Fueled by enthusiastic supporters, Ella began entering - and winning - every talent show she could find. In January 1935 she won the chance to perform for a week with the Tiny Bradshaw band at the Harlem Opera House. It was there that Ella first met drummer and bandleader Chick Webb. Although her voice impressed him, Chick had already hired male singer Charlie Linton for the band. He offered Ella the opportunity to test with his band when they played a dance at Yale University. "If they kids like her," said Chick, "she stays." Despite the tough crowd, Ella was a major success, and Chick hired her to travel with the band for $12.50 a week.
In mid 1936, Ella made her first recording. ‘Love and Kisses’ was released under the Decca label, with moderate success. By this time she was performing with Chick's band at the prestigious Harlem's Savoy Ballroom, often referred to as "The World's Most Famous Ballroom."
Shortly afterward, Ella began singing a rendition of the song, ‘(If You Can't Sing It) You Have to Swing It.’ During this time, the era of big swing bands was shifting, and the focus was turning more toward bebop. Ella played with the new style, often using her voice to take on the role of another horn in the band. You Have to Swing It was one of the first times she began experimenting with scat singing, and her improvisation and vocalization thrilled fans. Throughout her career, Ella would master scat singing, turning it into a form of art.

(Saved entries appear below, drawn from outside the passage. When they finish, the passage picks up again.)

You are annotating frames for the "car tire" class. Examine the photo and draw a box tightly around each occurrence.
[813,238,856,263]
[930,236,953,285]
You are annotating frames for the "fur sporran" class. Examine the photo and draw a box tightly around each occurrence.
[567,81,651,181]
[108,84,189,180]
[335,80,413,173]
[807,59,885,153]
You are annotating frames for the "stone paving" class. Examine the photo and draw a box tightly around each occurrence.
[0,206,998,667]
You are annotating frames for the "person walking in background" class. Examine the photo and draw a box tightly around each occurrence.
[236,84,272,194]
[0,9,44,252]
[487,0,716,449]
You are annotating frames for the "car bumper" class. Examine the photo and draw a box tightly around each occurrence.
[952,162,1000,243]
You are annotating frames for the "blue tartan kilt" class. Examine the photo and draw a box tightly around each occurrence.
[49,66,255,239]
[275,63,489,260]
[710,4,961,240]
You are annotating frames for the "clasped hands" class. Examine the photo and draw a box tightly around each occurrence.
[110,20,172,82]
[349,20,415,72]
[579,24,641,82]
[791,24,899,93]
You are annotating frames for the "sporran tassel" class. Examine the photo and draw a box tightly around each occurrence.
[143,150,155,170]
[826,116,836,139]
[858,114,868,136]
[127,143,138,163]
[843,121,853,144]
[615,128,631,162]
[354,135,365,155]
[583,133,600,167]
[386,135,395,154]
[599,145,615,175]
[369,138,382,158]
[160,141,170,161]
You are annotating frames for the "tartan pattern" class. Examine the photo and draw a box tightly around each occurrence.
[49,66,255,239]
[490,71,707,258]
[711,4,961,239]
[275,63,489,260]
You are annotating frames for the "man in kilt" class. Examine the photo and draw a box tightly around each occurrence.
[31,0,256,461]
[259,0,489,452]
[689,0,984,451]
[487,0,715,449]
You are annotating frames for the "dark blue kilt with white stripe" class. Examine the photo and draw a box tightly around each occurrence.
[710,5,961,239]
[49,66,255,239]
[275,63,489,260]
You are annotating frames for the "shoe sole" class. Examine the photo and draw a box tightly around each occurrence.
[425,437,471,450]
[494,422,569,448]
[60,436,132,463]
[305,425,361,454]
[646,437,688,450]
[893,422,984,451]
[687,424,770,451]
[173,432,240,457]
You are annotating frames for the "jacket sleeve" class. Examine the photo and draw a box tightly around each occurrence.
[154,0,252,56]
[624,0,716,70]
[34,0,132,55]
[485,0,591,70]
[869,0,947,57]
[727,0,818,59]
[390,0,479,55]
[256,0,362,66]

In 1938, at the age of 21, Ella recorded a playful version of the nursery rhyme, ‘A-Tisket, A-Tasket.’ The album sold one million copies, hit number one, and stayed on the pop charts for 17 weeks. Suddenly, Ella Fitzgerald was famous.
On June 16, 1939, Ella mourned the loss of her mentor Chick Webb. In his absence the band was renamed "Ella Fitzgerald and her Famous Band," and she took on the overwhelming task of bandleader.
While on tour with Dizzy Gillespie's band in 1946, Ella met and fell in love with bassist Ray Brown. The two were married and eventually adopted a son, who they named Ray, Jr.
At the time Ray was working for producer and manager Norman Granz in "Jazz at the Philharmonic" tour. Norman saw that Ella had what it took to be an international star, and he convinced Ella to sign with him. It was the beginning of a lifelong business relationship and friendship.
Under Norman's management, Ella joined the Philharmonic tour, worked with Louis Armstrong on several albums and began producing her infamous songbook series. From 1956-1964, she recorded covers of other musicians' albums, including those by Cole Porter, Duke Ellington, the Gershwins, Johnny Mercer, Irving Berlin, and Rodgers and Hart. The series was wildly popular, both with Ella's fans and the artists she covered. "I never knew how good our songs were until I heard Ella Fitzgerald sing them," Ira Gershwin once remarked.
Ella also began appearing on television variety shows. She quickly became a favorite and frequent guest on numerous programs, including The Bing Crosby Show, The Dinah Shore Show, The Frank Sinatra Show, The Ed Sullivan Show, The Tonight Show, The Nat King Cole Show, The Andy Willams Show and The Dean Martin Show.
Ella continued to work as hard as she had early on in her career, despite the ill effects on her health. In 1974, Ella spent a legendary two weeks performing in New York with Frank Sinatra and Count Basie. Still going strong five years later, she was inducted into the Down Beat magazine Hall of Fame, and received Kennedy Center Honors for her continuing contributions to the arts.
In 1987, United States President Ronald Reagan awarded Ella the National Medal of Arts. It was one of her most prized moments. France followed suit several years later, presenting her with their Commander of Arts and Letters award, while Yale, Dartmouth and several other universities bestowed Ella with honorary doctorates.
By the 1990s, Ella had recorded over 200 albums. In 1991, she gave her final concert at New York's renowned Carnegie Hall. It was the 26th time she performed there.
On June 15, 1996, Ella Fitzgerald died in her Beverly Hills home.